- Outfielder
- Born: May 1, 1973 (age 53) Toronto, Ontario, Canada
- Batted: LeftThrew: Right

MLB debut
- September 6, 1997, for the Toronto Blue Jays

Last MLB appearance
- August 4, 1999, for the Tampa Bay Devil Rays

MLB statistics
- Batting average: .223
- Home runs: 7
- Runs batted in: 22
- Stats at Baseball Reference

Teams
- Toronto Blue Jays (1997); Tampa Bay Devil Rays (1998–1999);

= Rich Butler =

Canadian baseball player (born 1973)

Richard Dwight Butler (born May 1, 1973) is a Canadian former outfielder in Major League Baseball for the Toronto Blue Jays and Tampa Bay Devil Rays.
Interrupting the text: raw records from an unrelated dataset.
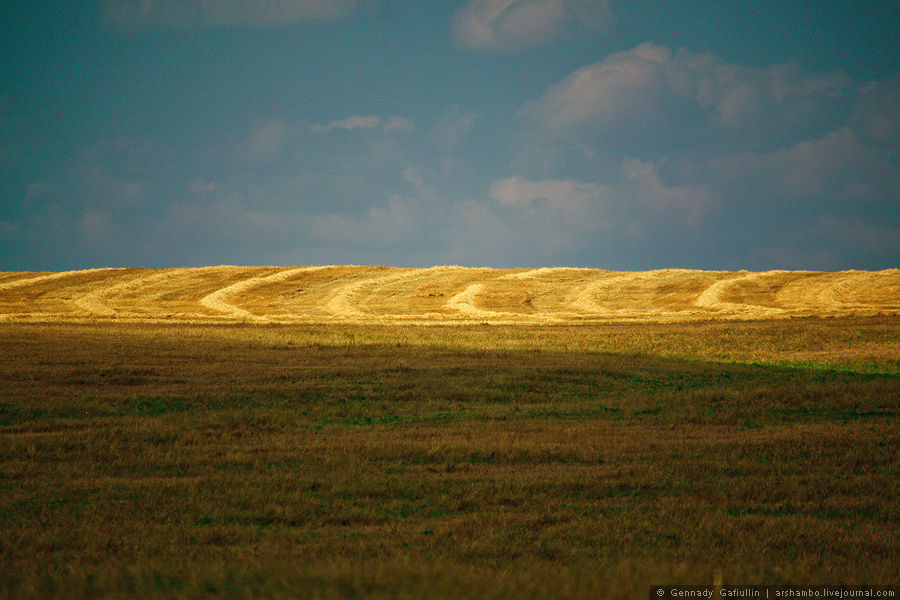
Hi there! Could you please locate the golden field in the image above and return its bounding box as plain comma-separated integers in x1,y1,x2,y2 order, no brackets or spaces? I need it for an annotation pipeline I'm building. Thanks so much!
0,266,900,324
0,266,900,600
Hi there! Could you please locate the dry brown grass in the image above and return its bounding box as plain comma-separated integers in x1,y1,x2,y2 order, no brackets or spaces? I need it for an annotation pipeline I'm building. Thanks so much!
0,266,900,324
0,318,900,600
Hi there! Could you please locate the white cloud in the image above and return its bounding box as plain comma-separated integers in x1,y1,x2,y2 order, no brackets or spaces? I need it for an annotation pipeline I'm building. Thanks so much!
518,43,856,152
453,0,612,52
706,126,900,202
231,118,293,162
430,106,481,149
100,0,355,31
384,116,415,133
309,115,414,133
489,177,608,219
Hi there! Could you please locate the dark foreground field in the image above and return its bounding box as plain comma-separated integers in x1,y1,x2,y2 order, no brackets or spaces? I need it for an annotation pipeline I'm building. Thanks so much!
0,317,900,599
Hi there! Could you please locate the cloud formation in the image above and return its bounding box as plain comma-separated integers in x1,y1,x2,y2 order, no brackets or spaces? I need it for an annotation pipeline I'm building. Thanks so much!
100,0,355,31
453,0,612,53
309,115,414,133
518,43,856,156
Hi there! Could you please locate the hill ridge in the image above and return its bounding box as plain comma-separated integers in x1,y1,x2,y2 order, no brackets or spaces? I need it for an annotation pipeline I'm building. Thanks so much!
0,265,900,324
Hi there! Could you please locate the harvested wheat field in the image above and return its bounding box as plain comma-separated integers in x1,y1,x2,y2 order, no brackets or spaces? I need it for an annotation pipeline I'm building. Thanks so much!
0,266,900,600
0,266,900,324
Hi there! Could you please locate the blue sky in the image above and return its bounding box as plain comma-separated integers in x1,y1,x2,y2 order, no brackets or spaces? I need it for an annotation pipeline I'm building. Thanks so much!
0,0,900,270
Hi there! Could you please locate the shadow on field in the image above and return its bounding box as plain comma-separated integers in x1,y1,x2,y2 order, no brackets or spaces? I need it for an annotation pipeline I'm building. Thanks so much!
0,324,900,598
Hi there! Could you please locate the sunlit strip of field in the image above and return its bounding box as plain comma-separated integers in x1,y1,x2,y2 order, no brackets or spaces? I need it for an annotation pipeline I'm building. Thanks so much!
0,266,900,324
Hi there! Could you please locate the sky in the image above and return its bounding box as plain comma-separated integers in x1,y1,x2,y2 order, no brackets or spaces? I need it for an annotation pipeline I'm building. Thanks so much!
0,0,900,271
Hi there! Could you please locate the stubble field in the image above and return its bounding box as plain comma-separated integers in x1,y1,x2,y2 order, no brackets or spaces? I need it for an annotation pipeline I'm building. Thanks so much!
0,267,900,598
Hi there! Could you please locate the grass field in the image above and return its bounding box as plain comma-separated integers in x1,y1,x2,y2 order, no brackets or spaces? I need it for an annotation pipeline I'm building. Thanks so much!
0,267,900,599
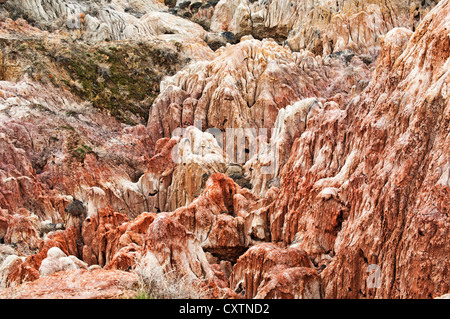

He is the brother of another former Blue Jay, Rob Butler.

== Career ==
Butler was signed as a non-drafted free agent by the Toronto Blue Jays on September 24, 1990. After seven years in Minor League Baseball, he was called up to play for the major league club on September 6, 1997. He played seven games that season with the Blue Jays.

In the Major League Baseball expansion draft of 1997, Butler was selected 10th overall by the Tampa Bay Devil Rays. In Tampa Bay's inaugural season of 1998, Butler played in 72 games at the major league level and 38 games with the Triple-A Durham Bulls.

Butler remained at AAA Durham in 1999, where he played 90 games. He was called up to the Devil Rays again, but this time only for seven games.

On October 15, 1999, Butler was granted free agency. A month later, he was signed by the Seattle Mariners, although he never made it back to the big leagues.

After his MLB career Butler played for the minor league Toronto Maple Leafs from 2001 to 2002.